Are floating platforms the future of marine renewable energy?
It’s hard to tell just yet. Floating platforms have been bulwarks of the oil and gas industries for decades. If we can use a floating platform to drill from the ocean surface down through kilometers of bedrock, how hard could it be to mount a wind turbine or other marine energy converter on a floating platform and transmit electricity back to the mainland on cables?

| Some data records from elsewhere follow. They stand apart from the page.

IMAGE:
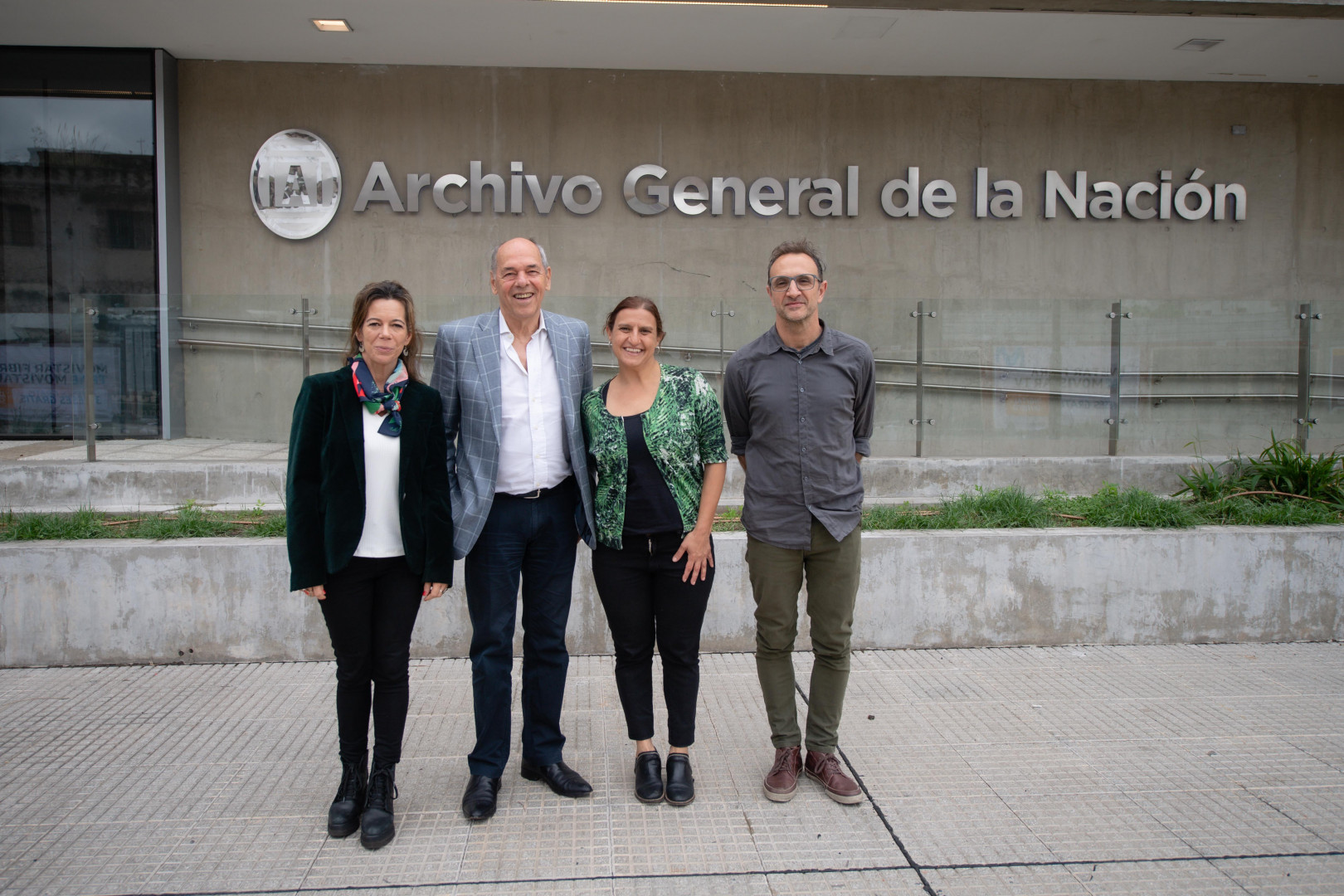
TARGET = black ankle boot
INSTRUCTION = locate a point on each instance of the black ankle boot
(648, 777)
(680, 789)
(375, 826)
(343, 817)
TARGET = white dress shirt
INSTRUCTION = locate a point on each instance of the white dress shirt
(382, 535)
(531, 423)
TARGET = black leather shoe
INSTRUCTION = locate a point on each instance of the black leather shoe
(481, 796)
(558, 777)
(648, 777)
(375, 826)
(343, 817)
(680, 790)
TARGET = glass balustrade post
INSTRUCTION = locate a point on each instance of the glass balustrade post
(303, 310)
(918, 421)
(1114, 419)
(721, 314)
(90, 411)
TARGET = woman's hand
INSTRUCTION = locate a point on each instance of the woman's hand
(699, 558)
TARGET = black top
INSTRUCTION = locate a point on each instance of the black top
(650, 507)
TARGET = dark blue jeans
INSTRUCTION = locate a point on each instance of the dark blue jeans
(533, 540)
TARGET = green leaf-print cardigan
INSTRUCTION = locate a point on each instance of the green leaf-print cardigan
(684, 431)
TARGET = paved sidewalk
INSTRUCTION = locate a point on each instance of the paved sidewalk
(1055, 772)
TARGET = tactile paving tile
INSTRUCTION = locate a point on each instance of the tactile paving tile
(984, 722)
(889, 881)
(964, 830)
(919, 772)
(1317, 809)
(1097, 826)
(1157, 879)
(217, 778)
(1328, 750)
(1034, 768)
(812, 830)
(1230, 822)
(1293, 876)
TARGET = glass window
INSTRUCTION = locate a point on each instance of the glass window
(77, 219)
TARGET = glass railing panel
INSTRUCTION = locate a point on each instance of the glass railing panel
(1213, 377)
(242, 364)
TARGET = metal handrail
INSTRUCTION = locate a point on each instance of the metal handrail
(940, 387)
(949, 366)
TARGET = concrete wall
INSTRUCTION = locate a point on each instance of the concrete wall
(1025, 292)
(225, 599)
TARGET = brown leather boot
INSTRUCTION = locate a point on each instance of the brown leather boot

The engineers tackling this question have a lot to think about. Most of their debates will shape up along the pros and cons of floating platforms for marine renewable energy. Here’s a quick look at them:
Advantages of Floating Platforms
Invisible to landlubbers. Folks on land don’t have to look at floating platforms, which can be deployed beyond the horizon and protect precious ocean views. This makes offshore wind more politically palatable.
Simplified, flexible deployment. A floating wind turbine platform can be towed out to sea fully constructed. This could potentially be much simpler and less costly than the specialized ships required to deploy embedded wind farms. Note, however, that a special port facility would still be required for the construction phase, so it’s unclear how much savings this produces in the short run.
Greater water depths. Fixed offshore renewable energy projects work best in shallow water — typically less than 200 feet (61 meters). Floating platforms, by contrast, can be deployed in waters up to a half-mile deep (800 meters) or even more.
Stronger, more reliable winds. Near shore, moving air becomes much more turbulent and dispersed. A few miles out to sea, the winds are more powerful and reliable, generating much more potential electricity. At the same time, manufacturers are building ever larger wind turbines to catch more air — so it only makes sense that these be used on floating platforms.
Turbines can be swapped out. If a fixed wind turbine goes bad and has to be replaced, it’s an incredibly complex project. Floating platforms, by contrast, can be quickly and easily towed into place or removed.
Easier inspections and maintenance. This is most true with wave- and tidal-power systems that are deployed underwater. Fixed systems are much harder to inspect and repair than floating systems.
Disadvantages of Floating Platforms
Cost comparisons. Fixed offshore wind technology gets more mature every year, lowering total costs with each new innovation. As long as these costs keep falling, floating platforms will face daunting challenges in attracting investors.
Unsettled engineering. A few floating-platform systems are in the water, but not enough to provide a clear picture of the optimum platform. A standard platform that can be manufactured at scale will be required to produce the economies that make offshore platforms viable.
Environmental questions. Floating platforms require anchors on the seabed and connecting cables or chains that can disrupt offshore ecosystems. Though most biomes can adapt to the temporary construction disruption, there’s always the potential of creating artificial reefs that invite invasive species. The effects on migratory animals like whales and birds also are unknown.
Cable complexities. Extra-heavy-duty cables are required to fix floating platforms in place and endure the ravages of waves and saltwater. Suppliers in this space will need extensive experience in both deep-sea mooring lines and electricity transmission cables.
Don’t Discount the Potential of Floating Platforms
At PMI, we’re excited about the idea of adapting our decades of deep-sea cable experience to the needs of the marine renewables sector. It might not be happening as soon as we would prefer, but as long as nations around the globe establish benchmarks for tapping into the potential of renewable power, they’re going to keep looking to their shorelines — and beyond.